Infobae lo entrevistó en el marco de la “Cumbre sobre el futuro de la educación superior y el trabajo”, organizada por el IFE y HolonIQ. “Nosotros pensamos que hay mucho que hacer para transformar la educación superior y el aprendizaje a lo largo de la vida”, plantea Escamilla, quien se define como “optimista”. Y aclara: “Transformar la educación no implica solamente usar tecnología, sino transformar la pedagogía y la organización de los procesos educativos”.

–La pandemia impulsó a las universidades a adoptar nuevas tecnologías, en muchos casos como respuesta de emergencia ante la crisis. ¿Cómo debería ser una estrategia sólida y sostenible de transformación digital?

–Creo que hay cuatro grandes errores en los procesos de transformación digital de las instituciones educativas. Primero: siempre se debería partir de la misión de la universidad, el público que atiende, qué tipo de estudiante recibimos y qué tipo de personas formamos para la sociedad y para el trabajo. El plan de transformación digital de una universidad tiene que estar alineado con ese modelo educativo: la tecnología debe alinearse con nuestra visión.

La segunda cuestión es para qué vamos a usar la tecnología. Puede ser para dar más acceso y flexibilidad a los alumnos, para mejorar los aprendizajes, para entender mejor a nuestros estudiantes. Por ejemplo, con ciencia de datos puedes obtener un perfil del riesgo de deserción de un estudiante que ingresa.

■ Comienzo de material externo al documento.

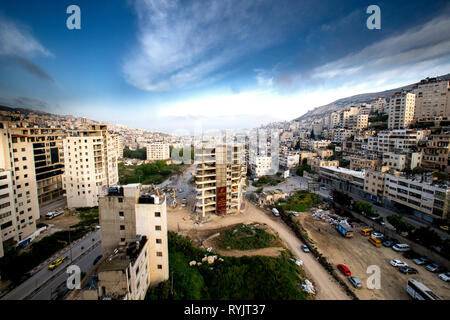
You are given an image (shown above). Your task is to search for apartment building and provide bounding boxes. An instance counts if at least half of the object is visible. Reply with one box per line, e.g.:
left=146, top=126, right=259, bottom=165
left=418, top=132, right=450, bottom=173
left=384, top=173, right=450, bottom=222
left=371, top=98, right=387, bottom=113
left=350, top=157, right=381, bottom=170
left=306, top=157, right=339, bottom=172
left=0, top=169, right=18, bottom=258
left=147, top=142, right=170, bottom=161
left=308, top=140, right=331, bottom=150
left=331, top=128, right=355, bottom=142
left=280, top=151, right=300, bottom=169
left=383, top=152, right=422, bottom=171
left=364, top=167, right=389, bottom=203
left=195, top=144, right=247, bottom=217
left=93, top=184, right=169, bottom=300
left=63, top=125, right=119, bottom=208
left=413, top=78, right=450, bottom=121
left=0, top=122, right=39, bottom=242
left=4, top=122, right=65, bottom=206
left=319, top=167, right=366, bottom=196
left=388, top=92, right=416, bottom=129
left=250, top=156, right=275, bottom=177
left=367, top=129, right=430, bottom=153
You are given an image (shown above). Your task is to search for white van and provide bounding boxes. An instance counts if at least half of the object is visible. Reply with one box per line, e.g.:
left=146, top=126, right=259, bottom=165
left=272, top=208, right=280, bottom=217
left=392, top=243, right=411, bottom=251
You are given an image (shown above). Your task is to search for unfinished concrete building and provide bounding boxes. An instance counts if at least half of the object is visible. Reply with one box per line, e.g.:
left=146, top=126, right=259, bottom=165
left=195, top=144, right=247, bottom=217
left=99, top=184, right=169, bottom=299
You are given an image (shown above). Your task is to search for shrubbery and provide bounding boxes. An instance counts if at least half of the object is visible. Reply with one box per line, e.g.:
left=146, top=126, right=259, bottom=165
left=280, top=190, right=319, bottom=212
left=119, top=161, right=185, bottom=184
left=146, top=232, right=308, bottom=300
left=219, top=224, right=276, bottom=250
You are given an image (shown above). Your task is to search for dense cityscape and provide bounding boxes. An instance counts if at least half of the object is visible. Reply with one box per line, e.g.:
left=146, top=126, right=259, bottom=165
left=0, top=1, right=450, bottom=310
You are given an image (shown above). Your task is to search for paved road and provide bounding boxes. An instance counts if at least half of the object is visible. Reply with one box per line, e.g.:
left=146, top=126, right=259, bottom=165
left=27, top=242, right=103, bottom=300
left=248, top=175, right=450, bottom=239
left=39, top=197, right=67, bottom=216
left=2, top=230, right=101, bottom=300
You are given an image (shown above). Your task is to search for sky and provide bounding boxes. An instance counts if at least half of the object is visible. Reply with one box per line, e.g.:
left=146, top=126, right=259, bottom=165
left=0, top=0, right=450, bottom=132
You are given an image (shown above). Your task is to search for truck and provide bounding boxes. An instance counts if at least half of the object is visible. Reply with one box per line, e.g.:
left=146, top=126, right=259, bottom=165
left=336, top=222, right=353, bottom=238
left=272, top=208, right=280, bottom=217
left=45, top=211, right=64, bottom=220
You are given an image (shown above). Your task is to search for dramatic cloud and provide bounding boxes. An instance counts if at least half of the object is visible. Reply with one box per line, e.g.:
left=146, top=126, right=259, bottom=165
left=313, top=16, right=450, bottom=85
left=0, top=15, right=53, bottom=56
left=123, top=0, right=297, bottom=91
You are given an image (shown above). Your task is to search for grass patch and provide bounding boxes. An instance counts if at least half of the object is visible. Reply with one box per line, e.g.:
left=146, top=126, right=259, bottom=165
left=279, top=190, right=319, bottom=212
left=219, top=224, right=277, bottom=250
left=119, top=161, right=183, bottom=184
left=0, top=228, right=89, bottom=282
left=146, top=232, right=309, bottom=300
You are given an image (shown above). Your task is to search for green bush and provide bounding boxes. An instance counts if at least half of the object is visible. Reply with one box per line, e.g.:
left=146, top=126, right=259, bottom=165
left=118, top=161, right=181, bottom=184
left=219, top=224, right=276, bottom=250
left=280, top=190, right=319, bottom=212
left=146, top=232, right=308, bottom=300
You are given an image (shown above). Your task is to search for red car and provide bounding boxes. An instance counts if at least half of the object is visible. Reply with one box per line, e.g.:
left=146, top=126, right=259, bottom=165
left=338, top=264, right=352, bottom=277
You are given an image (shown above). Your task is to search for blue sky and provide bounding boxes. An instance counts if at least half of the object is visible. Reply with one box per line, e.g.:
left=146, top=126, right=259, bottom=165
left=0, top=0, right=450, bottom=132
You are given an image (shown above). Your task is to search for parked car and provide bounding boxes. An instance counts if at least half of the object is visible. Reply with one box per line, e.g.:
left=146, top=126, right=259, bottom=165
left=383, top=240, right=394, bottom=248
left=48, top=257, right=66, bottom=270
left=92, top=255, right=103, bottom=265
left=403, top=250, right=420, bottom=260
left=392, top=243, right=411, bottom=251
left=439, top=272, right=450, bottom=282
left=272, top=208, right=280, bottom=217
left=338, top=264, right=352, bottom=277
left=425, top=263, right=444, bottom=272
left=348, top=276, right=362, bottom=289
left=370, top=232, right=384, bottom=239
left=295, top=259, right=303, bottom=266
left=413, top=257, right=431, bottom=266
left=389, top=259, right=408, bottom=267
left=398, top=266, right=417, bottom=274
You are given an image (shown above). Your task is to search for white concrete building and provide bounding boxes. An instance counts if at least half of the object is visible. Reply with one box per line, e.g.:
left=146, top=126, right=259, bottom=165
left=147, top=142, right=170, bottom=161
left=388, top=92, right=416, bottom=129
left=63, top=125, right=119, bottom=208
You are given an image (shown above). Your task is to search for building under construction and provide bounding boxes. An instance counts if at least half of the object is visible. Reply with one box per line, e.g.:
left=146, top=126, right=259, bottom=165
left=195, top=144, right=247, bottom=218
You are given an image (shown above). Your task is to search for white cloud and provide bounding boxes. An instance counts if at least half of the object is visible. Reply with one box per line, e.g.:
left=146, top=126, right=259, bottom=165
left=122, top=0, right=298, bottom=91
left=0, top=16, right=53, bottom=56
left=312, top=16, right=450, bottom=80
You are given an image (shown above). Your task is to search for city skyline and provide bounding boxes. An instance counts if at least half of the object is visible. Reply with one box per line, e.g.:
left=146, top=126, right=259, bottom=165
left=0, top=1, right=450, bottom=132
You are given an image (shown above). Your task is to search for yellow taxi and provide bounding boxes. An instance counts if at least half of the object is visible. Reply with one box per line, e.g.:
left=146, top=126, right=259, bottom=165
left=48, top=257, right=66, bottom=270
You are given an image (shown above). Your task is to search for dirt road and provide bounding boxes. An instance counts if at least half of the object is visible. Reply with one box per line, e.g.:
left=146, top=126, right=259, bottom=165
left=295, top=213, right=450, bottom=300
left=167, top=202, right=350, bottom=300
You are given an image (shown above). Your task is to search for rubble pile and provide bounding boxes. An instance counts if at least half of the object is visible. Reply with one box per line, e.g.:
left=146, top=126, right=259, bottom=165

Pero la información no sirve si no actúas sobre ella: hay que usarla para prevenir.

En tercer lugar: a la hora de implementar algo, es importante probarlo, hacer un piloto, medir los resultados del piloto y, en función del costo, decidir si vamos a implementar o no esa tecnología. Y después, cuando ya la estás implementando, medir los resultados para asegurarte de hacer los ajustes necesarios.

Por último: el costo total de propiedad de una tecnología. Por ejemplo, si uno quiere implementar realidad virtual, no se trata solo de comprar un software y unos cascos. La realidad virtual implica tener la tecnología, el mantenimiento, las actualizaciones, la infraestructura física, las redes, la formación de los docentes y de los estudiantes… Implica mucho más que solo comprar un equipo. Entonces el costo total de propiedad debe hacerse a lo largo de los años: ese es el valor que debes utilizar para ver si hay retorno de la tecnología, porque si no a veces terminamos comprando espejitos.

–¿En qué medida el envejecimiento de la población y la aceleración del cambio tecnológico van a transformar lo que se espera de las universidades?

–El concepto de precargar la educación para el resto de la vida, en inglés front-loading education, supone que las personas nos entrenamos desde niños, vamos al kinder, a la escuela, a la universidad, egresamos y ya tenemos toda la educación que necesitamos para el resto de nuestras vidas.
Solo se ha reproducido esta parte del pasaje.